Find the equation of the locus of mid points of the portion of the tangent to the ellipse $$\frac{x^2}{16} + \frac{y^2}{9} = 1$$ intercepted between the axes
The answer is $$\frac{16}{x^2} + \frac{9}{y^2} = 4$$
Honestly speaking my mind is boggled by this question. I don't understand a bit. I know how to calculate the tangent to an ellipse through a point.
""If the point is $P(x_1,y_1)$ then the equation of tangent is $\frac{xx_1}{16} + \frac{yy_1}{9}=1$ for the given e equation""
But to find such a locus is just out of my mind. Please help!!!
Best Answer
The ellipse has equation $$\frac{x^2}{16}+\frac{y^2}{9}=1$$ Applying $\frac{d}{dx}$ you get
\begin{align} \frac x8 + \frac{2y}{9} \frac{dy}{dx}&=0 \\ \implies \frac{dy}{dx} & = -\frac{9x}{16y} \end{align}
i.e. at a point $(x,y)$ on the ellipse, the tangent has gradient $-\frac{9x}{16y}$.
Parameterize the ellipse as $(x(t),y(t))=(4cost,3sint)$ where $0≤t<2 \pi$. Then at such a point, the tangent has gradient $-\frac{9(4cost)}{16(3sint)}=-\frac 34 cot(t)$, so that the equation of the tangent is $$y=-\frac 34 x cot(t)+3csc(t)$$
This line intersects the $x$ and $y$ axes at the points $(4sec(t),0)$ and $(0,3csc(t))$respectively. The midpoint between between these two points would be $(2sec(t),1.5csc(t))$, and recall that $0≤t<2\pi$.
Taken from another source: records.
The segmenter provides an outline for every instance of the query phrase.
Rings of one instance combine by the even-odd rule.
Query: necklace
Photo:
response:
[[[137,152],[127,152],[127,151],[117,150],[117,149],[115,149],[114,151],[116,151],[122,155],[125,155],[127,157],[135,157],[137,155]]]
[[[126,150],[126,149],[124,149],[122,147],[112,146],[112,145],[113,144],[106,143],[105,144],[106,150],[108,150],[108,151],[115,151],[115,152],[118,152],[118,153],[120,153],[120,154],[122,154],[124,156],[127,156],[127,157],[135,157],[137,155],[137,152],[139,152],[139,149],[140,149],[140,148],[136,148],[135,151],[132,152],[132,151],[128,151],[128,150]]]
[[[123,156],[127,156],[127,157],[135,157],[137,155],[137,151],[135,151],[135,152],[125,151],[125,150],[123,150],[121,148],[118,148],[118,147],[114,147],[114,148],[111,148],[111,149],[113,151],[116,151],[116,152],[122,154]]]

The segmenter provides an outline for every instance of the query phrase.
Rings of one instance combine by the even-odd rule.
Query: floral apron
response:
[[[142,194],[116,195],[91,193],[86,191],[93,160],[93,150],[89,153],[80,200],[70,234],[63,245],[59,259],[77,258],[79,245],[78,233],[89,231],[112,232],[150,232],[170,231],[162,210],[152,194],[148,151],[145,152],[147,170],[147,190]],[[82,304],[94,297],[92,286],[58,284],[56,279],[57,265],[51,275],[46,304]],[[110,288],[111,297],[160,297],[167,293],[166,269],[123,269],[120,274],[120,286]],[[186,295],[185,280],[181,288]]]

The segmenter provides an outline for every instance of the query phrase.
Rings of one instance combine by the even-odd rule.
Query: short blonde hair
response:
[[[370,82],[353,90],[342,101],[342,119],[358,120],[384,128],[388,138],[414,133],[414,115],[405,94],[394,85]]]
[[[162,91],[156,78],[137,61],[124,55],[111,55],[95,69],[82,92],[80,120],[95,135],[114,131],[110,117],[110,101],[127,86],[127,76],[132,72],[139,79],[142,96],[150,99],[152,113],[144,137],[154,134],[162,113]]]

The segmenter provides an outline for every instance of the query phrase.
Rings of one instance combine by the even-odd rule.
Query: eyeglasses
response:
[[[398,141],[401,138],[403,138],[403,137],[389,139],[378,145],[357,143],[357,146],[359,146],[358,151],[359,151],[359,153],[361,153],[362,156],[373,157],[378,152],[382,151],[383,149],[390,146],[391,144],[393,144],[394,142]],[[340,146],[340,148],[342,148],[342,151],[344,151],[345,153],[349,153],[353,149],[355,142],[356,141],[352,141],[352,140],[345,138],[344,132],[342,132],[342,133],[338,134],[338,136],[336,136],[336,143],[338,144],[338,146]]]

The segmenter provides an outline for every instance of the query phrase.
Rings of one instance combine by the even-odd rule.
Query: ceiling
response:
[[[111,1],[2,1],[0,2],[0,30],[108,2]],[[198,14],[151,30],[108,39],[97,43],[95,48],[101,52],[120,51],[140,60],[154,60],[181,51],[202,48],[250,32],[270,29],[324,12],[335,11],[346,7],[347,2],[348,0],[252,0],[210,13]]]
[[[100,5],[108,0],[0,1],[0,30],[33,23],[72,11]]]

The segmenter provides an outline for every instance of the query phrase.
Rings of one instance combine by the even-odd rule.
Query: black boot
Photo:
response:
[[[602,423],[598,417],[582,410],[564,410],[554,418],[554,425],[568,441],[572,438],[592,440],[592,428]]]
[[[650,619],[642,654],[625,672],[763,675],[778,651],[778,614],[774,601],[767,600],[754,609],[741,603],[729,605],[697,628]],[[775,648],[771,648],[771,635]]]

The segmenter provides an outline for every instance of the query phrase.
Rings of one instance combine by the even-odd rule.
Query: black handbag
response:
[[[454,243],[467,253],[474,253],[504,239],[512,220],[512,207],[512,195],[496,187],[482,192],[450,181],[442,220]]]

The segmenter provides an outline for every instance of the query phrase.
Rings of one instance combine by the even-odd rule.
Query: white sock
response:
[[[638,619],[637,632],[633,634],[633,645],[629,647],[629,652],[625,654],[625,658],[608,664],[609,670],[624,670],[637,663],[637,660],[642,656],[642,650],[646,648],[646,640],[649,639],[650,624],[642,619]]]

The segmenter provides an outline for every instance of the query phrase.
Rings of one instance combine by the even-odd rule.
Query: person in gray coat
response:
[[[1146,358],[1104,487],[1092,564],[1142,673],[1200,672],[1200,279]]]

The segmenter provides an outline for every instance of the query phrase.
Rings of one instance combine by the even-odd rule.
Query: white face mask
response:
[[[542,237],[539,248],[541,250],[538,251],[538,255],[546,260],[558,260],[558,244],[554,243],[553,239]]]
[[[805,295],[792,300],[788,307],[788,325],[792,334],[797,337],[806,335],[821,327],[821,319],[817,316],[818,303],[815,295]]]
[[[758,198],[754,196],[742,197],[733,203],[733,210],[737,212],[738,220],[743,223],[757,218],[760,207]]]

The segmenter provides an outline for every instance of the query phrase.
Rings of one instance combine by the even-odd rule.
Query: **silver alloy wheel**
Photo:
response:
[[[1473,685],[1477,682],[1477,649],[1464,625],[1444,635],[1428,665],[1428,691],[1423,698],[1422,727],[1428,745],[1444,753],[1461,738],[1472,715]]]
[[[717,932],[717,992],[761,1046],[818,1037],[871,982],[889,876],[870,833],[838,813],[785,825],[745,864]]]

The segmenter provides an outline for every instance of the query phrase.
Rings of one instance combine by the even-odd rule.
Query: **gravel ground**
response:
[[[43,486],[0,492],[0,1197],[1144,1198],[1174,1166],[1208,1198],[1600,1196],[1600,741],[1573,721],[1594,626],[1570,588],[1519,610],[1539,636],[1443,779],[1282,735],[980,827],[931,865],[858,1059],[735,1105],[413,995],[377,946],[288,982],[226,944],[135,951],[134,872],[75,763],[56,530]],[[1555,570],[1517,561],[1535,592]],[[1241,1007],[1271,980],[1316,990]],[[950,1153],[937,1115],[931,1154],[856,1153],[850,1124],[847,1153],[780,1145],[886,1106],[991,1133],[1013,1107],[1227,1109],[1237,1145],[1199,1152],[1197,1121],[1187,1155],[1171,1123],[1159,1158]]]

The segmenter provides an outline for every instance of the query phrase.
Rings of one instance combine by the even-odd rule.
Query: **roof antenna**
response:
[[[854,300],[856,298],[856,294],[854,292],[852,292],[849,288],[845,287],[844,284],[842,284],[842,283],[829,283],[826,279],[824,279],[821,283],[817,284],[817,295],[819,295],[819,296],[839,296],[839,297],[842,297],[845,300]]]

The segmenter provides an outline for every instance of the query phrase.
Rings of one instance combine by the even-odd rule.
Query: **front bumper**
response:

So, in parametric form, the locus of midpoints of tangents is
\begin{align} & x=\frac{2}{cos(t)} \\ & y=\frac{3}{2sin(t)} \\ \end{align}
i.e. $\frac 1x = \frac 12 cos(t)$ and $\frac 1y = \frac 23 sin(t)$, and we observe that they satisfy $4 \frac {1}{x^2} + \frac 94 \frac {1}{y^2} = 1$, hence $$\frac{16}{x^2}+\frac{9}{y^2}=4$$ as required.